Choosing Lambda complemented our desire to have a largely serverless system to minimise maintenance costs, using other serverless AWS resources such as S3, Aurora Serverless, DynamoDB and SQS. This approach avoided the need to provision and manage servers and the associated costs involved with this. Serverless resources are highly available by design; Aurora Serverless mandates at least two Availability Zones that the database is deployed into, while DynamoDB and S3 resources have their data intrinsically spread over multiple data centres.

Most of the data ingest occurs by remote data loggers communicating via MQTT with the platform; AWS IoT Core was the ideal resource for managing this. Using API gateway, we developed a simple API on top of IoT Core allowing those administering the system to onboard new loggers, manage their certificates and monitor their statuses.
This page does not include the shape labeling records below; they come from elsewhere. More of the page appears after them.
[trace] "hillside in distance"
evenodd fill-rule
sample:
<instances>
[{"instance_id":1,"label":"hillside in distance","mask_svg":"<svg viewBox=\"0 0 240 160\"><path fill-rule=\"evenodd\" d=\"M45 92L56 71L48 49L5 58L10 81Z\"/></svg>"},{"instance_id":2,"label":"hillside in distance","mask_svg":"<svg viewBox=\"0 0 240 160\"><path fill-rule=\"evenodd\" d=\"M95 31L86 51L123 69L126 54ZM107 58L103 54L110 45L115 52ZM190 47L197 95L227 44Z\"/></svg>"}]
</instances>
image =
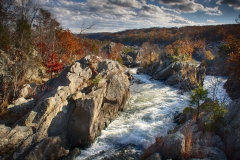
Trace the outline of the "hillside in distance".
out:
<instances>
[{"instance_id":1,"label":"hillside in distance","mask_svg":"<svg viewBox=\"0 0 240 160\"><path fill-rule=\"evenodd\" d=\"M125 45L141 45L143 42L168 45L176 40L204 40L207 43L222 41L227 35L239 37L240 24L224 24L215 26L186 26L172 28L131 29L116 33L90 33L90 39L112 41Z\"/></svg>"}]
</instances>

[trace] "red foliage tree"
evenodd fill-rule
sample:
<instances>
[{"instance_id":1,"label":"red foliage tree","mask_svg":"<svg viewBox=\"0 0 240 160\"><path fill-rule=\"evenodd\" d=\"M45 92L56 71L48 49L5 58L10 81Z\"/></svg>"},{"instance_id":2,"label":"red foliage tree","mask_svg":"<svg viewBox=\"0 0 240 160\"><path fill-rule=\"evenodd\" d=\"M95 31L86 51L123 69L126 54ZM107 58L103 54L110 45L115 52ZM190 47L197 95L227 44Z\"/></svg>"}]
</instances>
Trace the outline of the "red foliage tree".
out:
<instances>
[{"instance_id":1,"label":"red foliage tree","mask_svg":"<svg viewBox=\"0 0 240 160\"><path fill-rule=\"evenodd\" d=\"M50 73L50 78L52 78L53 73L58 73L63 69L63 64L58 59L55 52L52 52L48 57L44 65L47 67L47 73Z\"/></svg>"}]
</instances>

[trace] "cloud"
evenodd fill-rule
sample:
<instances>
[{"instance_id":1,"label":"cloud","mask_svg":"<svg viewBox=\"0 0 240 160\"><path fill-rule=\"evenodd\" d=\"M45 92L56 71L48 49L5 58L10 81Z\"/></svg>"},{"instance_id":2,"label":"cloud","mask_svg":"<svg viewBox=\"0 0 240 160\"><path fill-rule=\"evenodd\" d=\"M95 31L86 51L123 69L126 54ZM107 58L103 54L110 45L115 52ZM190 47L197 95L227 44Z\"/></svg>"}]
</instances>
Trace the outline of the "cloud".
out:
<instances>
[{"instance_id":1,"label":"cloud","mask_svg":"<svg viewBox=\"0 0 240 160\"><path fill-rule=\"evenodd\" d=\"M214 20L211 20L211 19L208 19L207 22L209 22L209 23L215 23L215 21L214 21Z\"/></svg>"},{"instance_id":2,"label":"cloud","mask_svg":"<svg viewBox=\"0 0 240 160\"><path fill-rule=\"evenodd\" d=\"M95 23L88 32L116 32L125 29L149 27L180 27L203 25L189 21L181 16L182 10L214 14L218 8L208 9L190 0L171 1L172 6L149 4L146 0L40 0L43 8L51 11L64 28L79 33L84 27ZM168 1L165 0L167 3ZM180 2L192 4L189 8ZM174 5L179 4L177 7ZM205 11L204 11L205 9ZM181 11L181 12L180 12Z\"/></svg>"},{"instance_id":3,"label":"cloud","mask_svg":"<svg viewBox=\"0 0 240 160\"><path fill-rule=\"evenodd\" d=\"M218 7L210 8L204 7L200 3L194 2L194 0L157 0L161 4L172 7L180 13L196 13L198 11L205 12L208 15L222 15L222 12ZM205 0L204 2L210 2Z\"/></svg>"},{"instance_id":4,"label":"cloud","mask_svg":"<svg viewBox=\"0 0 240 160\"><path fill-rule=\"evenodd\" d=\"M229 7L233 7L235 10L240 10L239 0L217 0L217 4L227 4Z\"/></svg>"},{"instance_id":5,"label":"cloud","mask_svg":"<svg viewBox=\"0 0 240 160\"><path fill-rule=\"evenodd\" d=\"M222 15L222 12L218 9L218 7L214 7L214 8L209 8L209 7L205 7L203 9L203 11L205 12L205 14L211 15L211 16L220 16Z\"/></svg>"}]
</instances>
The Simple Email Service (SES) allows ingestion of data from marine buoys and ships that transmit their data via Iridium Satellite. Both IoT Core and SES are fully managed by AWS, supplying an easy method of handling data from a range of protocols with minimal operational management.

From a development perspective, the stand-out benefit of working in the cloud has been having the ability to deploy fully representative environments to test against. Our infrastructure is defined using CloudFormation, enabling each developer to stand up their own copy of the system when adding a new feature.

Eliminating the classic ‘works on my machine’ problems that plague local development allowed for rapid iteration cycles and far fewer bugs during testing. The process means constantly exercising the ability to deploy the system from scratch, which will come in handy when an unforeseen problem occurs in the future.

Whilst this suggests a flawless venture into the Cloud sector, the journey hasn’t been without problems. CloudFormation has been incredibly useful, but given the scale and the number of resources, it has become cumbersome. Despite our best mitigation efforts there is still a large amount of repetition, and the cumulative lines of YAML we have committed is on par with the number of lines of python. We would consider using the newer AWS CDK if we were to approach the project again.

Additionally, we started off making new repositories for each new Lambda, but this has ended up limiting our ability to share code effectively across components, not to mention having to update ~40 repositories when we want to update buildspecs to use a new version of python.

It has been a fascinating couple of years and a main takeaway has been that large organisations such as Met Office, with large-scale bespoke data problems, see the cloud as a desired environment for building solutions.

The maturity of the AWS platform has shown the cloud to be both robust and cheap enough to satisfy the requirements of complex systems, such as SurfaceNet, and will certainly play a big part in the future of both CACI and the Met Office.